My goal is to one-hot encode a list of categorical columns using Spark DataFrames. For example, same like get_dummies()
function does in Pandas
.
The data set, bureau.csv
originally have been taken from a Kaggle competition Home Credit Default Risk. Here is my entry table example, say entryData
, where it is filtered where only KEY = 100001
.
# primary key
KEY = 'SK_ID_CURR'
data = spark.read.csv("bureau.csv", header=True, inferSchema=True)
# sample data from bureau.csv of 1716428 rows
entryData = data.select(columnList).where(F.col(KEY) == 100001).show()
print(entryData)
+----------+-------------+---------------+---------------+
|SK_ID_CURR|CREDIT_ACTIVE|CREDIT_CURRENCY| CREDIT_TYPE|
+----------+-------------+---------------+---------------+
| 100001| Closed| currency 1|Consumer credit|
| 100001| Closed| currency 1|Consumer credit|
| 100001| Closed| currency 1|Consumer credit|
| 100001| Closed| currency 1|Consumer credit|
| 100001| Active| currency 1|Consumer credit|
| 100001| Active| currency 1|Consumer credit|
| 100001| Active| currency 1|Consumer credit|
+----------+-------------+---------------+---------------+
I'm looking to one-hot encode the list columnList
by creating the function catg_encode(entryData, columnList)
,
columnList = cols_type(entryData, obj=True)[1:]
print(columnList)
['CREDIT_ACTIVE', 'CREDIT_CURRENCY', 'CREDIT_TYPE']
Note cols_type()
is a function that returns a list of columns either categorical columns (if obj=True
) or numerical ones (if obj=False
).
I have succeeded in one-hot encode the first column 'CREDIT_ACTIVE'
but I couldn't for the hole columns simultaneously, I mean to build the function catg_encode
.
# import necessary modules
from pyspark.sql import functions as F
# look for all distinct categoris within a given feature (here 'CREDIT_ACTIVE')
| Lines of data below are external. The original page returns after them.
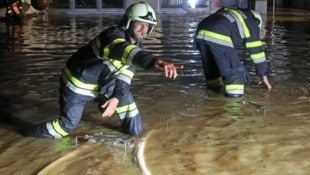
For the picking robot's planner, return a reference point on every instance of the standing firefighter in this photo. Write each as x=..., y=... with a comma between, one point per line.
x=102, y=70
x=216, y=39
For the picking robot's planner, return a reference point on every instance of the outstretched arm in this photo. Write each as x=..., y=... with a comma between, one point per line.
x=169, y=68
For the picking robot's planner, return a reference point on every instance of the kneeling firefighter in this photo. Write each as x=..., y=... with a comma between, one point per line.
x=102, y=71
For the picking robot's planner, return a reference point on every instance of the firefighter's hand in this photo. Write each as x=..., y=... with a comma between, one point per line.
x=169, y=68
x=265, y=81
x=109, y=107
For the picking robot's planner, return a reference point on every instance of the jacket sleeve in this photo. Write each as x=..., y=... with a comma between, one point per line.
x=255, y=48
x=123, y=81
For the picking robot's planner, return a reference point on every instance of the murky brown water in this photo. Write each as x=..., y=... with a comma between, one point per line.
x=189, y=130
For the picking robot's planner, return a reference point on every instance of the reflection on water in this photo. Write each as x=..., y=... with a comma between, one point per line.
x=189, y=130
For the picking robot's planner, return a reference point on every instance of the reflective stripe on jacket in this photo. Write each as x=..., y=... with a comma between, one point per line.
x=109, y=55
x=232, y=27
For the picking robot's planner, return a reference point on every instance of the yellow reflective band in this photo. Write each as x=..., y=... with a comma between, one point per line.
x=214, y=82
x=97, y=42
x=234, y=87
x=253, y=44
x=259, y=55
x=126, y=108
x=58, y=128
x=78, y=83
x=106, y=50
x=127, y=72
x=126, y=52
x=240, y=18
x=215, y=35
x=116, y=63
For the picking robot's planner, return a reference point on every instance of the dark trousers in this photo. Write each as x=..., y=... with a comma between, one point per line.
x=71, y=110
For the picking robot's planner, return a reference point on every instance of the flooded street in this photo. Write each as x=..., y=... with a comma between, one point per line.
x=189, y=130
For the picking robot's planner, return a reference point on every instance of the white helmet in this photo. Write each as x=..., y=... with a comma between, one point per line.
x=140, y=11
x=258, y=17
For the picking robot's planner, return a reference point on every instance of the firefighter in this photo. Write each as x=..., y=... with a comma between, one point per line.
x=216, y=38
x=14, y=10
x=102, y=71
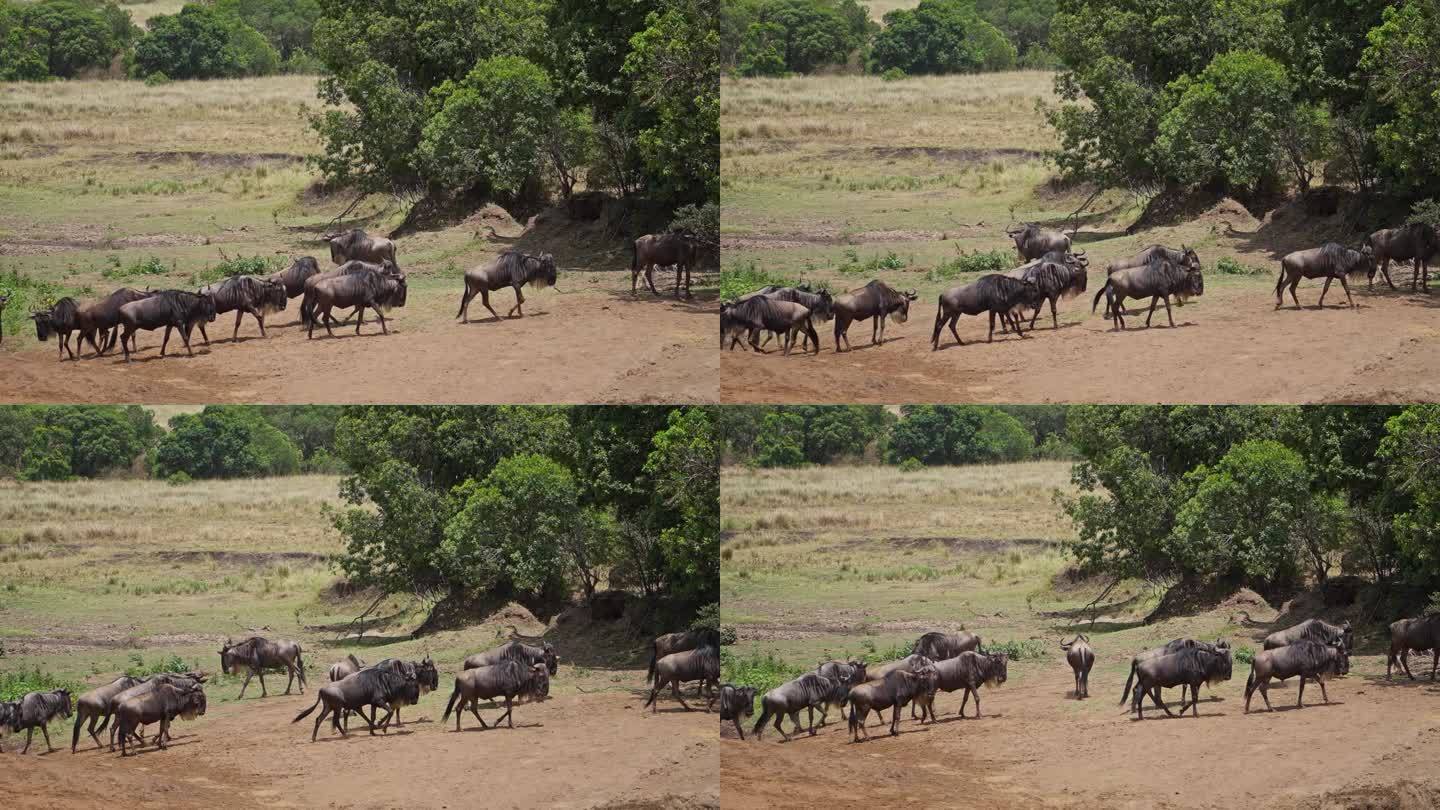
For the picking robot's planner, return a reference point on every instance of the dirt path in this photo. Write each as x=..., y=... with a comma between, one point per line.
x=1373, y=747
x=581, y=348
x=1233, y=346
x=575, y=751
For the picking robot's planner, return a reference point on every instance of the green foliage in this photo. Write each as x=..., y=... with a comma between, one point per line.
x=941, y=36
x=202, y=42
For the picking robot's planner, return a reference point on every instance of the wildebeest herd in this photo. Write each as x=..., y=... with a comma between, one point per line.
x=366, y=276
x=514, y=672
x=1053, y=270
x=956, y=662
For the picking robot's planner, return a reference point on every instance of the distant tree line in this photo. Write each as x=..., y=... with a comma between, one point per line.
x=1263, y=496
x=55, y=443
x=203, y=41
x=1249, y=97
x=792, y=435
x=775, y=38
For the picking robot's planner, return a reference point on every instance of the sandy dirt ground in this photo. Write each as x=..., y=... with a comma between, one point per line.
x=575, y=751
x=582, y=348
x=1034, y=747
x=1230, y=346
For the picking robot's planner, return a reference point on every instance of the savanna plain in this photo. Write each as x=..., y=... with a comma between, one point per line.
x=841, y=179
x=833, y=562
x=111, y=575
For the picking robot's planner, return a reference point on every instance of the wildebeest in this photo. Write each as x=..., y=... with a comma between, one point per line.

categories = entryData.select(columnList[0]).distinct().rdd.flatMap(lambda x: x).collect()
# one-hot encode the categories
exprs = [F.when(F.col(columnList[0]) == category, 1).otherwise(0).alias(category) for category in categories]
# nice table with encoded feature 'CREDIT_ACTIVE'
oneHotEncode = entryData.select(KEY, *exprs)
print(oneHotEncode)
+----------+--------+----+------+------+
|SK_ID_CURR|Bad debt|Sold|Active|Closed|
+----------+--------+----+------+------+
| 100001| 0| 0| 0| 1|
| 100001| 0| 0| 0| 1|
| 100001| 0| 0| 0| 1|
| 100001| 0| 0| 0| 1|
| 100001| 0| 0| 1| 0|
| 100001| 0| 0| 1| 0|
| 100001| 0| 0| 1| 0|
+----------+--------+----+------+------+
Here the feature 'CREDIT_ACTIVE'
has 4 distinct categories; ['Bad debt', 'Sold', 'Active', 'Closed']
.
Note I have even tried IndexToString
and OneHotEncoderEstimator
but didn't help for this specific task.
I am expecting to have the following output,
+----------+--------+----+------+------+----------+----------+----------+----------+----------+---
|SK_ID_CURR|Bad debt|Sold|Active|Closed|currency 1|currency 2|currency 3|currency 4|..........|...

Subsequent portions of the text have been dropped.